Authored by jonpa on Feb 26 2021, 6:19 PM.

Details

Summary

Even though the implementation in emitAtomicCmpSwapW() was correct, it made Valgrind report an error.

Instead of using a RISBG on CmpVal, an LL[CH]R can be made on the OldVal, and the problem is avoided.

CmpVal: Should not need a LL[HC]R, as it should already be zero-extended also in the case of a non-constant, or?

Test updating only begun...

Diff Detail

Event Timeline

jonpa created this revision.Feb 26 2021, 6:19 PM
jonpa requested review of this revision.Feb 26 2021, 6:19 PM
Herald added a project: Restricted Project. · View Herald TranscriptFeb 26 2021, 6:19 PM

CmpVal: Should not need a LL[HC]R, as it should already be zero-extended also in the case of a non-constant, or?

Not necessarily. Our ABI does require that "char" and "short" parameters and return values are extended, but that can be either a zero- or a sign-extension depending on the type. Also, this is implemented via the zeroext/signext type attributes on the parameters in code generated by clang; with LLVM IR generated elsewhere (like in those test cases!), we may get a plain i8 or i16 that is not extended. And of course if the i8 or i16 in question is not a function parameter but the result of some intermediate computation, it is not guaranteed to be extended anyway.

So in short, yes, the CmpVal may have to be extended. However, it is probably worthwhile to detect those (common) cases where it already *is* extended to avoid redundant effort. This is hard(er) to do at the MI level, so I think the extension is best done in SystemZTargetLowering::lowerATOMIC_CMP_SWAP at the SelectionDAG level before emitting the ATOMIC_CMP_SWAPW MI instruction.

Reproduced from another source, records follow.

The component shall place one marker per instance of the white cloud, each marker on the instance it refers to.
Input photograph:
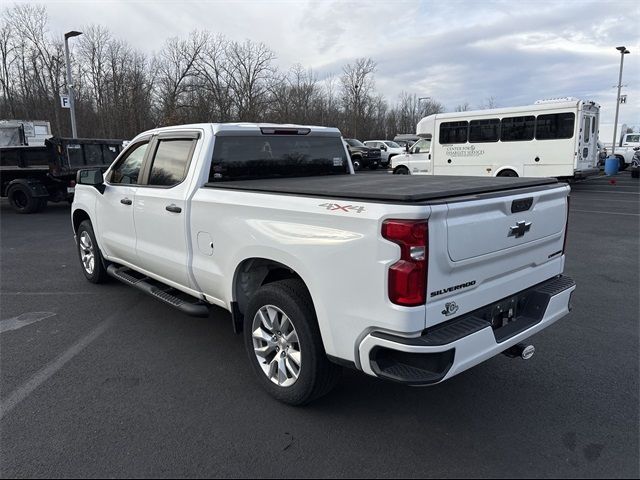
(453, 51)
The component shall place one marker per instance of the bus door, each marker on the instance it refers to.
(587, 146)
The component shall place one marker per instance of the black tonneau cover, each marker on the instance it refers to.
(384, 188)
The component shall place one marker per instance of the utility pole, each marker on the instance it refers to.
(72, 100)
(623, 51)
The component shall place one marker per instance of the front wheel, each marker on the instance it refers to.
(22, 200)
(89, 253)
(284, 345)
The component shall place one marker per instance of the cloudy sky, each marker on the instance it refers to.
(455, 51)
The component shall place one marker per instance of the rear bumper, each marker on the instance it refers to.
(452, 347)
(588, 172)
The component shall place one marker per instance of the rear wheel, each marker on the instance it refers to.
(90, 255)
(622, 164)
(284, 345)
(42, 206)
(22, 200)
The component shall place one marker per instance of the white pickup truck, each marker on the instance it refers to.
(405, 278)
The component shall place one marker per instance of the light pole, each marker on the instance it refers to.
(72, 102)
(356, 87)
(623, 51)
(423, 98)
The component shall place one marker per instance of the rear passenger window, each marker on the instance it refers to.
(587, 128)
(484, 130)
(555, 125)
(128, 169)
(517, 129)
(453, 132)
(170, 162)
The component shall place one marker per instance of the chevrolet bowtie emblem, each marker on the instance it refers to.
(519, 229)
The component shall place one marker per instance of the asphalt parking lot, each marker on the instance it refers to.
(103, 381)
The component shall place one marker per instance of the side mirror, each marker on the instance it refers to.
(92, 177)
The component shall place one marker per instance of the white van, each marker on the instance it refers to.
(552, 138)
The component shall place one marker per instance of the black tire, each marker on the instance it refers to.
(622, 165)
(99, 273)
(317, 375)
(42, 206)
(22, 200)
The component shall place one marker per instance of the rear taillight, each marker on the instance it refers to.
(566, 228)
(408, 276)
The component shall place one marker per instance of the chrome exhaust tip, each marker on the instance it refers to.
(521, 350)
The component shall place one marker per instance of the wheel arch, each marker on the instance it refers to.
(77, 217)
(251, 274)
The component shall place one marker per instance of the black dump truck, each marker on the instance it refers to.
(33, 176)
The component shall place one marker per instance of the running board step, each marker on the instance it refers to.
(125, 275)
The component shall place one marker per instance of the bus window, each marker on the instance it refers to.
(517, 129)
(587, 128)
(484, 130)
(453, 132)
(555, 125)
(421, 146)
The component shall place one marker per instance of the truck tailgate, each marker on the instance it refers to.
(496, 224)
(484, 250)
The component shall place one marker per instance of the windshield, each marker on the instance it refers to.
(272, 156)
(353, 142)
(421, 146)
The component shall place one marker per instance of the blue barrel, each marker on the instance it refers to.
(611, 165)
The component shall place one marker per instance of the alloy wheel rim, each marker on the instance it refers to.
(87, 253)
(276, 346)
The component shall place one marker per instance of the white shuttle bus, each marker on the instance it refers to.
(552, 138)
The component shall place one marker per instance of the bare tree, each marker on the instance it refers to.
(249, 67)
(490, 102)
(202, 77)
(357, 87)
(176, 67)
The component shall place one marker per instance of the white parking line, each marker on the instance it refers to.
(608, 213)
(47, 372)
(49, 293)
(23, 320)
(602, 199)
(605, 191)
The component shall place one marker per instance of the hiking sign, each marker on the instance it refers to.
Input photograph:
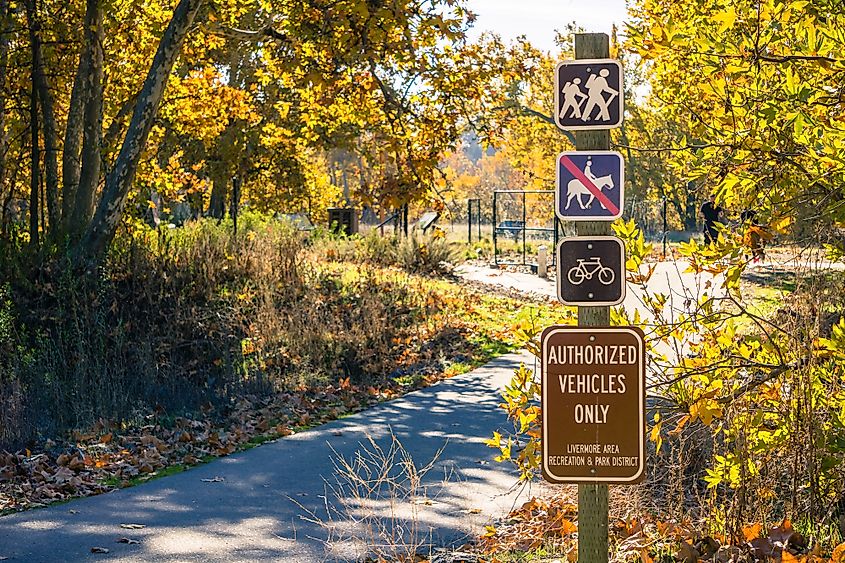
(590, 186)
(589, 94)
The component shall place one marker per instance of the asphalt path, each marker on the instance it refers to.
(269, 503)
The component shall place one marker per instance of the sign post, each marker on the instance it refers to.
(592, 498)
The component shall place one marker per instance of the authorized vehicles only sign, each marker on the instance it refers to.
(593, 393)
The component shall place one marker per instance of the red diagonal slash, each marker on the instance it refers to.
(575, 171)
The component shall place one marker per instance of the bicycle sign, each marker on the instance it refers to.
(587, 268)
(591, 271)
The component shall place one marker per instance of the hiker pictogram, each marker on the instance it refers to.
(588, 94)
(586, 269)
(590, 186)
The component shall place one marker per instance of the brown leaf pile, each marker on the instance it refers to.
(551, 524)
(537, 523)
(110, 455)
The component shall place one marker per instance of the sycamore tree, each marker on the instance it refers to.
(120, 100)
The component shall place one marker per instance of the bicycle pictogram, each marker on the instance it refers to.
(587, 268)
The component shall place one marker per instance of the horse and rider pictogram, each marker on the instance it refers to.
(590, 186)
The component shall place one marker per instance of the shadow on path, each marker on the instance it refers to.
(252, 505)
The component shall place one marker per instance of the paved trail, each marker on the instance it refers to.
(246, 509)
(252, 506)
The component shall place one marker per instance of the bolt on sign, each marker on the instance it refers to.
(591, 271)
(589, 94)
(590, 186)
(593, 393)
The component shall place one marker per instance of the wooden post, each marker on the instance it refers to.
(592, 499)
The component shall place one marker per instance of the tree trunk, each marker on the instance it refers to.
(42, 88)
(72, 151)
(690, 212)
(103, 227)
(4, 63)
(219, 189)
(92, 136)
(34, 183)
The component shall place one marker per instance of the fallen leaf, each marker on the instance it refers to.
(127, 541)
(838, 554)
(752, 532)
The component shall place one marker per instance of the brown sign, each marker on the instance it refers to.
(593, 386)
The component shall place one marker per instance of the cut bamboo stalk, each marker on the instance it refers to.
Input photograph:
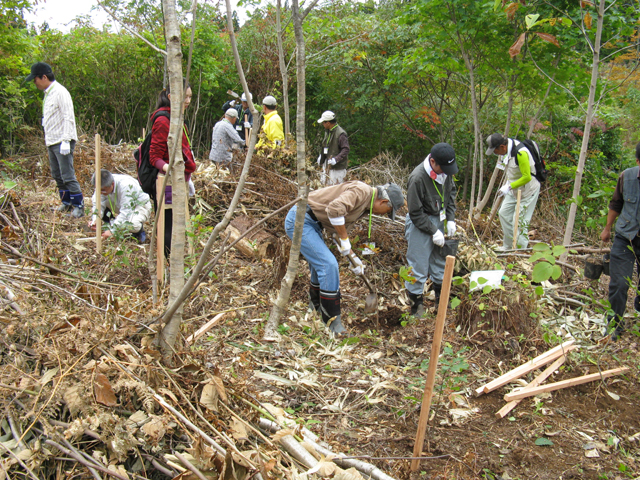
(517, 372)
(516, 220)
(433, 361)
(202, 330)
(534, 383)
(564, 384)
(98, 186)
(160, 232)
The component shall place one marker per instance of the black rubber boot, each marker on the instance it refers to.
(417, 304)
(437, 288)
(330, 310)
(314, 297)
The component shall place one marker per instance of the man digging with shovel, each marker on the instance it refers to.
(335, 209)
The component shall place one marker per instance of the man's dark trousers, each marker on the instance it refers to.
(624, 255)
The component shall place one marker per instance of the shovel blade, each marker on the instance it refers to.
(371, 303)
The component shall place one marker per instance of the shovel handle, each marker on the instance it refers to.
(353, 264)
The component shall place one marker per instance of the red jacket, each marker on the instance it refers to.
(159, 152)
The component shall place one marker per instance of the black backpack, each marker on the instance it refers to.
(541, 168)
(147, 173)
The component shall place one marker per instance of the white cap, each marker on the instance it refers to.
(327, 116)
(269, 101)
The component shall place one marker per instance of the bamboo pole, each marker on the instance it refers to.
(527, 367)
(534, 383)
(516, 220)
(433, 361)
(98, 186)
(564, 384)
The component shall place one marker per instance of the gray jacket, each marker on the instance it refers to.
(423, 199)
(222, 140)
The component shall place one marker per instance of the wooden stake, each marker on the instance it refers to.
(537, 362)
(516, 220)
(98, 147)
(564, 384)
(433, 361)
(534, 383)
(160, 232)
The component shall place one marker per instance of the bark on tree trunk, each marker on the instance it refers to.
(173, 307)
(285, 75)
(587, 129)
(280, 305)
(169, 333)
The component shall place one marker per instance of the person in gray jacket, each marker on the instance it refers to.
(123, 206)
(224, 138)
(431, 200)
(625, 250)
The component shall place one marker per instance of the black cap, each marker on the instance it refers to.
(494, 141)
(445, 157)
(37, 70)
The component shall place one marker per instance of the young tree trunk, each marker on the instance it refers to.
(278, 309)
(284, 73)
(587, 128)
(169, 333)
(476, 127)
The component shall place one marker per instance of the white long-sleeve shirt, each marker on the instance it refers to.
(126, 201)
(58, 119)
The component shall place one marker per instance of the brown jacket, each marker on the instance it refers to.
(351, 200)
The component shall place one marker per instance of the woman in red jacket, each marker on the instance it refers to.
(159, 151)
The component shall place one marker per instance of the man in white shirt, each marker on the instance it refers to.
(123, 206)
(59, 123)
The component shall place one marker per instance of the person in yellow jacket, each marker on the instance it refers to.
(272, 126)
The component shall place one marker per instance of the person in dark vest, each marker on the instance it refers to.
(333, 151)
(625, 250)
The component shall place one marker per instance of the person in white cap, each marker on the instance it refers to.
(333, 151)
(245, 117)
(272, 126)
(521, 175)
(224, 138)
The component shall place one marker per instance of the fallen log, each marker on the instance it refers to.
(258, 245)
(531, 365)
(534, 383)
(564, 384)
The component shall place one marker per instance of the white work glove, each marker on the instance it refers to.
(65, 148)
(358, 267)
(504, 190)
(345, 246)
(438, 238)
(451, 228)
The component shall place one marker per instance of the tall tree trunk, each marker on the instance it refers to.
(284, 73)
(280, 305)
(202, 262)
(587, 128)
(169, 333)
(476, 126)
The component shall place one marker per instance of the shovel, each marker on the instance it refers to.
(371, 302)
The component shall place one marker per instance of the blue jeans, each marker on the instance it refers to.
(422, 255)
(65, 176)
(322, 263)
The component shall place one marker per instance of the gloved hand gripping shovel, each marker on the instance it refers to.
(371, 302)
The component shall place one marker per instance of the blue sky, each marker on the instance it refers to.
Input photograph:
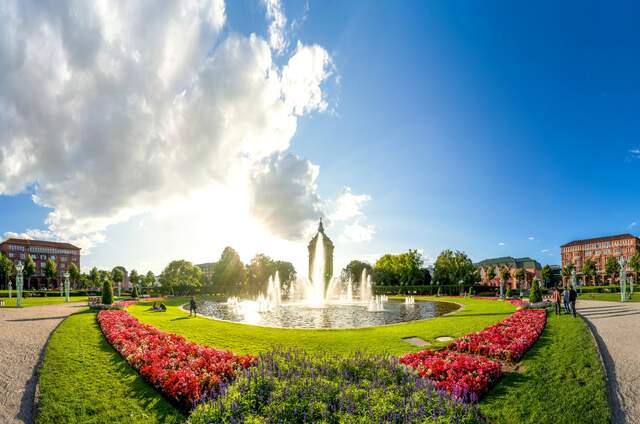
(497, 128)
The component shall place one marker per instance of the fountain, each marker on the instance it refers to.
(321, 300)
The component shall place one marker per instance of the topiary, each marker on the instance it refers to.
(535, 294)
(107, 293)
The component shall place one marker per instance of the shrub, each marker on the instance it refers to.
(299, 387)
(506, 340)
(107, 293)
(535, 294)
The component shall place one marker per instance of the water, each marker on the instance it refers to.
(332, 315)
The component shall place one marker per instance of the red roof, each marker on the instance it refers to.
(600, 239)
(40, 243)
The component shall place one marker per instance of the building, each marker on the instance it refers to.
(63, 254)
(207, 270)
(598, 250)
(531, 267)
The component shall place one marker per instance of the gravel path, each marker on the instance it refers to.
(23, 335)
(616, 327)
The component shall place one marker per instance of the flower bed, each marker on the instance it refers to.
(185, 372)
(300, 387)
(466, 377)
(507, 340)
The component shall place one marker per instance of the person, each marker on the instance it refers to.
(573, 296)
(192, 307)
(556, 300)
(565, 298)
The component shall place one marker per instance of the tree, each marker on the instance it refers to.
(535, 294)
(490, 272)
(611, 268)
(74, 274)
(589, 269)
(149, 279)
(634, 264)
(354, 269)
(258, 272)
(134, 278)
(107, 292)
(505, 276)
(181, 276)
(117, 274)
(29, 269)
(452, 267)
(229, 272)
(50, 270)
(546, 274)
(6, 269)
(94, 277)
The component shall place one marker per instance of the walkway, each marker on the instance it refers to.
(616, 327)
(23, 335)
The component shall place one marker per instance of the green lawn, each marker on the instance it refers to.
(84, 380)
(561, 380)
(612, 297)
(38, 301)
(240, 338)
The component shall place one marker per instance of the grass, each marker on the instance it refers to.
(241, 338)
(39, 301)
(611, 297)
(84, 380)
(562, 380)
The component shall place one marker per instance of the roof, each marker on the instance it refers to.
(600, 239)
(40, 243)
(524, 262)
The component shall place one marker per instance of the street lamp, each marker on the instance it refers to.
(19, 268)
(66, 286)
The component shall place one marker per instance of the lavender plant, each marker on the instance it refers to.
(293, 386)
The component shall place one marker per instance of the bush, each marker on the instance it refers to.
(535, 294)
(107, 293)
(299, 387)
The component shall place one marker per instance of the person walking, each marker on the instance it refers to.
(555, 298)
(565, 298)
(192, 307)
(573, 296)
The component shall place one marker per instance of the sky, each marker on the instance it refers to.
(146, 132)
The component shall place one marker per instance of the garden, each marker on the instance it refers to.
(173, 368)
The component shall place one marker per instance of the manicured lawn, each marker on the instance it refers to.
(84, 380)
(611, 297)
(37, 301)
(241, 338)
(561, 380)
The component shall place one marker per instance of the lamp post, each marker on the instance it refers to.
(623, 280)
(66, 286)
(19, 268)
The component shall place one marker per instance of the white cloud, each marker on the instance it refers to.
(357, 232)
(113, 111)
(277, 27)
(349, 205)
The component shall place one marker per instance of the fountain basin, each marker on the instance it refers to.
(332, 315)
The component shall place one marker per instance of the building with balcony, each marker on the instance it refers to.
(63, 254)
(598, 250)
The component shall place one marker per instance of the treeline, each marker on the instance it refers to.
(230, 275)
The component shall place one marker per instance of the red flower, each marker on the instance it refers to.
(465, 376)
(182, 370)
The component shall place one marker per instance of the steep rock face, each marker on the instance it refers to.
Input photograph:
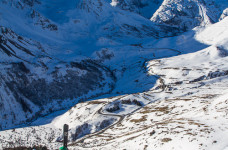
(34, 83)
(186, 14)
(145, 8)
(29, 14)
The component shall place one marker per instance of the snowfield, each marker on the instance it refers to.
(118, 79)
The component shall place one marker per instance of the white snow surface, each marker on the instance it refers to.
(179, 84)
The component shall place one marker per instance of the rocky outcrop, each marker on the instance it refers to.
(186, 14)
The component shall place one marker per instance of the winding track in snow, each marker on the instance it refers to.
(121, 117)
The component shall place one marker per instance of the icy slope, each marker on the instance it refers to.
(188, 103)
(185, 14)
(146, 8)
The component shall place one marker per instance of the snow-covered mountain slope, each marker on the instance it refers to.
(146, 8)
(43, 53)
(187, 14)
(54, 57)
(185, 108)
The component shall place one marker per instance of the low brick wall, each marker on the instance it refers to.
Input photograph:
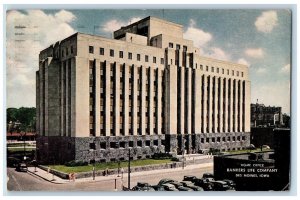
(115, 171)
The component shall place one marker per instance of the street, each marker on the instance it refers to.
(20, 181)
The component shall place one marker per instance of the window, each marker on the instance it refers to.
(91, 49)
(111, 53)
(92, 146)
(130, 143)
(148, 143)
(120, 54)
(154, 59)
(139, 143)
(129, 56)
(101, 51)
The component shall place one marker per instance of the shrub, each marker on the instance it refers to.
(174, 159)
(74, 163)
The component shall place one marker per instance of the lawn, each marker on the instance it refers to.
(110, 165)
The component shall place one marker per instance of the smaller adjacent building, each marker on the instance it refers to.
(266, 116)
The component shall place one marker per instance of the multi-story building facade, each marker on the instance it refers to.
(265, 116)
(148, 90)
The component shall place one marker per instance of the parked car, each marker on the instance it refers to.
(182, 188)
(207, 175)
(176, 184)
(220, 186)
(141, 186)
(164, 181)
(22, 167)
(189, 184)
(189, 178)
(169, 187)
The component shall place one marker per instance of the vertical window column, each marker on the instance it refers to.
(159, 103)
(204, 104)
(107, 98)
(91, 97)
(143, 101)
(221, 100)
(116, 91)
(151, 100)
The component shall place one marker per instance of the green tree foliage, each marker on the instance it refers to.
(25, 116)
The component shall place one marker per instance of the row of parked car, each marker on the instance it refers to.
(189, 183)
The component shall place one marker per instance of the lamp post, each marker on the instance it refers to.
(118, 147)
(93, 149)
(183, 149)
(129, 168)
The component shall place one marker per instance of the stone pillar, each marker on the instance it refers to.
(231, 106)
(197, 102)
(189, 101)
(236, 107)
(134, 98)
(221, 104)
(216, 94)
(226, 103)
(210, 107)
(126, 105)
(117, 98)
(159, 96)
(97, 98)
(241, 105)
(143, 100)
(182, 99)
(247, 105)
(107, 98)
(150, 99)
(204, 77)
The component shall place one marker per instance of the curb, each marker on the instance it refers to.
(34, 174)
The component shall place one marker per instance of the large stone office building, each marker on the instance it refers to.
(148, 89)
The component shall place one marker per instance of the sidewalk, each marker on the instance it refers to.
(57, 180)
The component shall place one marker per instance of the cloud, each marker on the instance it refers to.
(261, 70)
(198, 36)
(217, 53)
(273, 93)
(113, 25)
(243, 62)
(255, 53)
(22, 49)
(266, 21)
(286, 68)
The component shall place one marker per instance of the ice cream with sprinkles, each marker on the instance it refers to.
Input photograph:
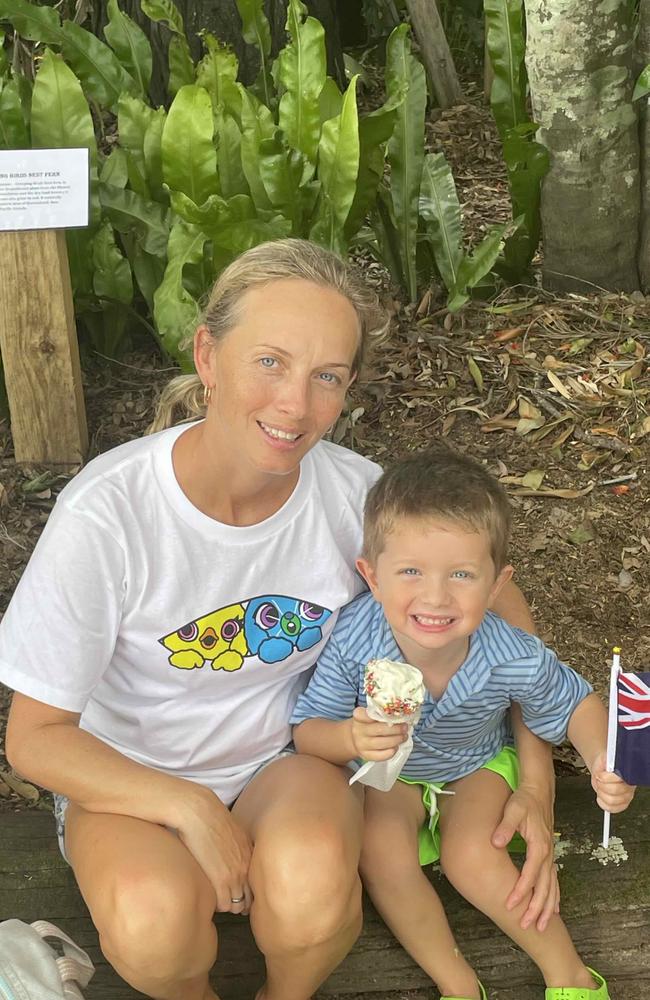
(395, 689)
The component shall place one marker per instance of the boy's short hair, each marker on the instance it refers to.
(438, 483)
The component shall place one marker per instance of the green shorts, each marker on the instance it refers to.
(504, 763)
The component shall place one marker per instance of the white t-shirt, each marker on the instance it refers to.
(184, 642)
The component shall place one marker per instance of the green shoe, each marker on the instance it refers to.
(483, 993)
(579, 992)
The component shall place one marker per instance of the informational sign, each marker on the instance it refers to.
(43, 189)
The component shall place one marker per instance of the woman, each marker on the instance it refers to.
(182, 587)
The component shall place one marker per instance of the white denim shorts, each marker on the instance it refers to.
(61, 803)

As an aside, it seems the code does now require one extra register. It might be worthwhile to avoid this by rearranging the statements a bit:

//  LoopMBB:
//   %OldVal        = phi [ %OrigOldVal, EntryBB ], [ %RetryOldVal, SetMBB ]
//   %SwapVal       = phi [ %OrigSwapVal, EntryBB ], [ %RetrySwapVal, SetMBB ]
//   %Dest          = RLL %OldVal, BitSize(%BitShift)
//                      ^^ The low BitSize bits contain the field
//                         of interest.
//   %RetrySwapVal = RISBG32 %SwapVal, %Dest, 32, 63-BitSize, 0
//                      ^^ Replace the upper 32-BitSize bits of the
//                         swap value with those that we loaded and rotated.
//   %Dest    = LL[CH] %Dest
//   CR %Dest, %CmpVal

//  SetMBB:
//   %StoreVal     = RLL %RetrySwapVal, -BitSize(%NegBitShift)
//                      ^^ Rotate the new field to its proper position.
//   %RetryOldVal  = CS %OldVal, %StoreVal, Disp(%Base)
//   JNE LoopMBB

As an added bonus, this would make Dest already zero-extended, so it might be possible to avoid any extra zero-extension on the result (by adding an AssertZExt ISD node after the ATOMIC_SWAP_CMPW).

jonpa added a comment.Mar 1 2021, 5:17 PM

Not necessarily. Our ABI does require that "char" and "short" parameters and return values are extended, but that can be either a zero- or a sign-extension depending on the type. Also, this is implemented via the zeroext/signext type attributes on the parameters in code generated by clang; with LLVM IR generated elsewhere (like in those test cases!), we may get a plain i8 or i16 that is not extended. And of course if the i8 or i16 in question is not a function parameter but the result of some intermediate computation, it is not guaranteed to be extended anyway.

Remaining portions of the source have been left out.